Mata has shaken off his luxury label to become a bonafide Mourinho player at Man Utd
It took the Red Devils an awful long time to break down a resilient Hull side riddled with injuries. Despite their problems, the Tigers made a genuine game of it. Not only defending well but also surging forward on the break. They held United at bay for almost an hour, until Juan Mata broke them.
It was a sneaky goal, but a brilliant one (and probably a little bit offside). The Spaniard is known as an elegant playmaker his style of play has changed over the past couple of months.
Mata is a facilitator: he makes his teammates better without necessarily being the focal point of things. And he scores goals. He scores goals through excellent movement and great positional instincts, just as we saw against Hull.
Pogba sprayed the ball wide to the right, a pass that bent so easily you’d think it was made of rubber. It was an outrageous pass, but Pogba was having that kind of game, spraying the ball around with so much precision.
So anyway this pass goes wide to Antonio Valencia and the Ecuadorian sends a booming cross into the back-post. Meanwhile, Mata is still just watching the ball. He’s not dropping deep to get involved as he would have done in the past. No, he’s just watching.
The cross meanwhile finally comes down out of low-earth orbit and Henrikh Mkhitaryan leaps above David Meyler and, doing his best Zlatan Ibrahimovic impression, heads it back across the face of goal.
While Valencia’s cross had come in, Mata made a dart to the near-post. He was now offside but as soon as the ball went over his head he stopped on a dime. The old Mata would have casually trotted around, but no, Mata jumped back onside (well, he tried to and only sort of made it) and as the header came across goal, his eye lit up.
The hard work had been done, all Mata had to do was take a couple of small steps forward and volley the ball into an open net. Bang, 1-0. The orange and black wall had been broken down and United were where they always want to be: winning. All thanks to Juan Mata’s newfound striker-y instincts.
Furthermore, when you think about it, Mata has never really been first-choice anything at United. He was signed almost as a PR exercise to divert attention from just how terrible David Moyes was doing at Old Trafford. It worked, of course, because everyone loves Mata, how can you not love Mata? He’s just so nice!
Despite his perennial status as a squad player, Mata has continually fought his way back into the starting line-up. He always finds ways to make himself essential – when Mourinho took charge at Old Trafford in the summer everyone assumed Mata would be first out the door, as it had been Mourinho who sold him to United from Chelsea in the first place (having barely played him for the six previous months).

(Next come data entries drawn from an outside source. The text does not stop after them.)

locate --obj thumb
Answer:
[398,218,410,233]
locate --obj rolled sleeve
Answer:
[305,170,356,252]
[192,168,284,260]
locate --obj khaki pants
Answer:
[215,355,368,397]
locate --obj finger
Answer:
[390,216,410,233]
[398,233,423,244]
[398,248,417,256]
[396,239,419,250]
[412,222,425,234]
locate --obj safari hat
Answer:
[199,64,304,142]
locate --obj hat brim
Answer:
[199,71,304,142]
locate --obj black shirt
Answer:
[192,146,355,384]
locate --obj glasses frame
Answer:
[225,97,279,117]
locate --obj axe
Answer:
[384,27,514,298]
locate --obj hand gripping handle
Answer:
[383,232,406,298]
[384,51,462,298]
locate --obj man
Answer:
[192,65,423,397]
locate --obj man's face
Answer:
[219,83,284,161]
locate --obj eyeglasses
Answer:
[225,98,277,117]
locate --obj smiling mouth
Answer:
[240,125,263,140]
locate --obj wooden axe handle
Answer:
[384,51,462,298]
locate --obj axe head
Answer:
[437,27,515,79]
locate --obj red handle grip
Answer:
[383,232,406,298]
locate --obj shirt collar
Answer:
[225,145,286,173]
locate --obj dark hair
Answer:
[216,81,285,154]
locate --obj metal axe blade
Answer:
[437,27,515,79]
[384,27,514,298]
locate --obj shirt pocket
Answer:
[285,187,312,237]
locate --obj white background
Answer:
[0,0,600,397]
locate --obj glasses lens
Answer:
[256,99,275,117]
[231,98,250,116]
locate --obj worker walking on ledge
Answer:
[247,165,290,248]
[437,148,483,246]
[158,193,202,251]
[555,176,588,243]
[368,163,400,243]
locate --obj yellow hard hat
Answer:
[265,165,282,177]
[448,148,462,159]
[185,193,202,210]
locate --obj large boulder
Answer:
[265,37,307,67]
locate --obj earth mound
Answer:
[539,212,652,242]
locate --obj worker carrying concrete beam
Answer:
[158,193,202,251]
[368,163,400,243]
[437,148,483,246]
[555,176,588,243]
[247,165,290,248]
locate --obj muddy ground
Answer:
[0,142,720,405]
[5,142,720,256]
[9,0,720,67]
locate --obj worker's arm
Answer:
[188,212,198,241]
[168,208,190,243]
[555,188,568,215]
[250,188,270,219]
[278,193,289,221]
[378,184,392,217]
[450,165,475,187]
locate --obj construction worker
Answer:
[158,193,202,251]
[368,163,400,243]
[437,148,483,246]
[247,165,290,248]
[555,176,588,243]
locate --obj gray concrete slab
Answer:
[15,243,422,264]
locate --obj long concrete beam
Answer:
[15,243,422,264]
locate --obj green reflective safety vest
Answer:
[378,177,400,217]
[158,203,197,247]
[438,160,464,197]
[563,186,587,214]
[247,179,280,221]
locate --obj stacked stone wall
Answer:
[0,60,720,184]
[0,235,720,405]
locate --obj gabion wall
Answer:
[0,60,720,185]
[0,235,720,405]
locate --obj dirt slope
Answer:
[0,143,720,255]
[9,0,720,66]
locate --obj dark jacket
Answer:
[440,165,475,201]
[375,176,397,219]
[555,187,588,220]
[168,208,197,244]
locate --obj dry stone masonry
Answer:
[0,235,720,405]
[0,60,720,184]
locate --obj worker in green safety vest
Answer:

But Mata is different now. Louis van Gaal saw to that. Instilling in the Spaniard the kind of defensive diligence and commitment to positional play that, far from being the luxury playmaker he sold three years ago, Mata is now a facilitator and a scorer. The goal against Hull was his 33rd for United in 129 games (for Chelsea he took 135 games to score 33 despite being a key player, taking all the set-pieces, etc.)
Mata never gets the glory or the major accolades, other players will always win the awards and take the plaudits, but United just play better football when he’s on the field. His link play is a help to his team-mates, but his positional sense and ability to pop up with decisive goals at big moments is crucial.
The playmaker was removed after 79 minutes, Mourinho undoubtedly protecting him ahead of the Liverpool game on Sunday. As he was substituted he received a standing ovation – a fitting tribute for one of Manchester United and the Premier League’s most criminally underrated players.